How to Get More Results from Your Website?

Getting More Web Results

In another article, we covered how businesses can increase sales and how to implement web hub promotion.

We will now focus on getting more results from our website.

Right from the start, we need to realize that good results are dependent upon the goals of the firm. Therefore more results are defined as more fully meeting the firm’s website goals.

When setting the firm’s website goals, we first need to see what the site can do for our business?

What can the website do for us?

The two basic things that a website can do for us are to boost sales and to save costs.

By boosting sales we mean to promote, to inform, to move the sales cycle forward, or to actually make the sale.

We can also save costs by having our website do our work for us; in areas of customer inquires, entering orders, and customer support.

For example, a brochure downloaded from our website is a brochure that does not need to be mailed to the customer, one less brochure to be printed, and it may mean one less phone call to take.

Setting Website Goals

Setting Website's Goals

With our focus on sales and cost savings, we can now set appropriate website goals. Our goals will depend upon our particular situation. If we need a lot more sales and support is not much of an issue, then it is clear that we will need a revenue boosting website.

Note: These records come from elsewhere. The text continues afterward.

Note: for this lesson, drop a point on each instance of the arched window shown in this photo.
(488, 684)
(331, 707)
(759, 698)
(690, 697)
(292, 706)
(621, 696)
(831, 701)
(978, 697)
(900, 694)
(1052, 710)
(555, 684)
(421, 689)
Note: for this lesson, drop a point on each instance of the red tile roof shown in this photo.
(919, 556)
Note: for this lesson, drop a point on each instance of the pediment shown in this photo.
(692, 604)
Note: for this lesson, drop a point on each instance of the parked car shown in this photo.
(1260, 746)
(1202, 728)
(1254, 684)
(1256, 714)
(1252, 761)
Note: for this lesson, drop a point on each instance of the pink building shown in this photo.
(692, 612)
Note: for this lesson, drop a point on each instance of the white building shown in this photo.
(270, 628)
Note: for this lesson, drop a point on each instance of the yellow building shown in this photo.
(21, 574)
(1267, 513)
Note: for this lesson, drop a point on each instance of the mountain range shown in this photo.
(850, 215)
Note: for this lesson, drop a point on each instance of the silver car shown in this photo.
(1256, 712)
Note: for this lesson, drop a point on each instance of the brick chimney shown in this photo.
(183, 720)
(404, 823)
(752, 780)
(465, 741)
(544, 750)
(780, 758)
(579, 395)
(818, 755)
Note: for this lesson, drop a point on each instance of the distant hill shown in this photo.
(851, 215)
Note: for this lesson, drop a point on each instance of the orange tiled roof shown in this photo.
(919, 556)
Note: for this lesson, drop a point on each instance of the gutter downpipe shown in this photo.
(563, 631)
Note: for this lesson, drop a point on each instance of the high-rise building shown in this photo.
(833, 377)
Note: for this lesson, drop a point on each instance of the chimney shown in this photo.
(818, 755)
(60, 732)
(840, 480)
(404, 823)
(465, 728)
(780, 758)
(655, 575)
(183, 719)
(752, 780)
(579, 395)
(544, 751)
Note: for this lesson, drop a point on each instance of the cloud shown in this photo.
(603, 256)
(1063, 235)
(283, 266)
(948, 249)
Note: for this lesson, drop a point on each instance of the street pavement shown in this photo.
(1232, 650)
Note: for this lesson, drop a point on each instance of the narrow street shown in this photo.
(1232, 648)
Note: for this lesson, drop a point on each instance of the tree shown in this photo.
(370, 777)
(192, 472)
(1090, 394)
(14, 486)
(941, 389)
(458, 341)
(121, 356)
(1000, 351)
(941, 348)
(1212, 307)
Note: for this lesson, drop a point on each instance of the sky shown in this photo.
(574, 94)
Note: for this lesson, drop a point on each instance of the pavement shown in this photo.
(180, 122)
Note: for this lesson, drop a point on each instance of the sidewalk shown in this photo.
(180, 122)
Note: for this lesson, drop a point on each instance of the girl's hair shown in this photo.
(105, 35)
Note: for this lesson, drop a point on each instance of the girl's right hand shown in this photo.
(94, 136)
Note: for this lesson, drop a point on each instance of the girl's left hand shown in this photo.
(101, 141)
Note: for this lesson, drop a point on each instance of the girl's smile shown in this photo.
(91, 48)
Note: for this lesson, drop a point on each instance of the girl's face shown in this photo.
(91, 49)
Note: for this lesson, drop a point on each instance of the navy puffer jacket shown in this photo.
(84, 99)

Design the Website by Merging Your Target Market’s Needs with Your Own Goals

Merging Website's Goals

We make products and offer services, not for ourselves, but rather for our customers. In fact, we do not even need to like the products that we make; as long as our customers like them.

The website is no different. The website needs to appeal to our customers and to fulfil their needs.

If we totally focus our website’s design efforts on the needs and preferences of our target market, then we will probably not achieve the firm’s goals. On the other hand, if we blatantly pursue our firm’s goals, then our target market may not be interested in using our site.

The challenge is to merge our goals with the needs of our target market. The successful, high performing website is a mix of the needs of the two groups.

Boosting Sales or Achieving More Results

Not all business sites are focused on generating more sales; some want other results. But in either case, we still use the same formula: increase traffic and increase conversion rate.

The number of visitors to our site is the traffic. But not all traffic does what we want them to do. So we measure the number of sales made, or appropriate action taken, from those visitors.

Now if we divide the number of visitors by the number of sales/actions, we get the conversion rate.

It then becomes clear that boosting results is a matter of increasing web traffic and improving our conversion rate.

Generating More Traffic to Our Site

We need to ensure that our target market uses our site. Generating web traffic can be viewed as three separate tasks: traditional promotion, search engine optimization, and web-marketing.

1. Traditional Promotion is advertising, public relations, and all the other ways to promote outside of the Internet. This also includes self-promotion: including our website address on company literature, letterheads, and sales aids.

2. Search engine optimization is a two part process:

a. On-page optimization is where we match search engine keywords with our site. We determine what search terms people will be using to identify our site and ensure that these keywords are well placed so that the search engine will rank our page high.

b. Off-page optimization is a process of getting higher ranks with web links, articles, and other processes that will make the importance of our website higher with the search engine firms like Google.

3. Web Marketing is the task of promoting our website on the Internet.

Boosting Our Conversion Rate

Boosting conversion rates is a process of making our website more in-tune with the visitor, more persuasive, easier to use, and so on.

Now that the visitor has arrived at our site, do we have the right image, the right message, and the best organization?

We start by letting the web designer create the site. The designer is guided by web studies, guidelines, and best practices. But every site is different, and this approach may not be good enough.

If the designer's site is not good enough, then the next step is testing. Creating different sites with variations on text, images, and organization; and then testing how well they do on conversion rates.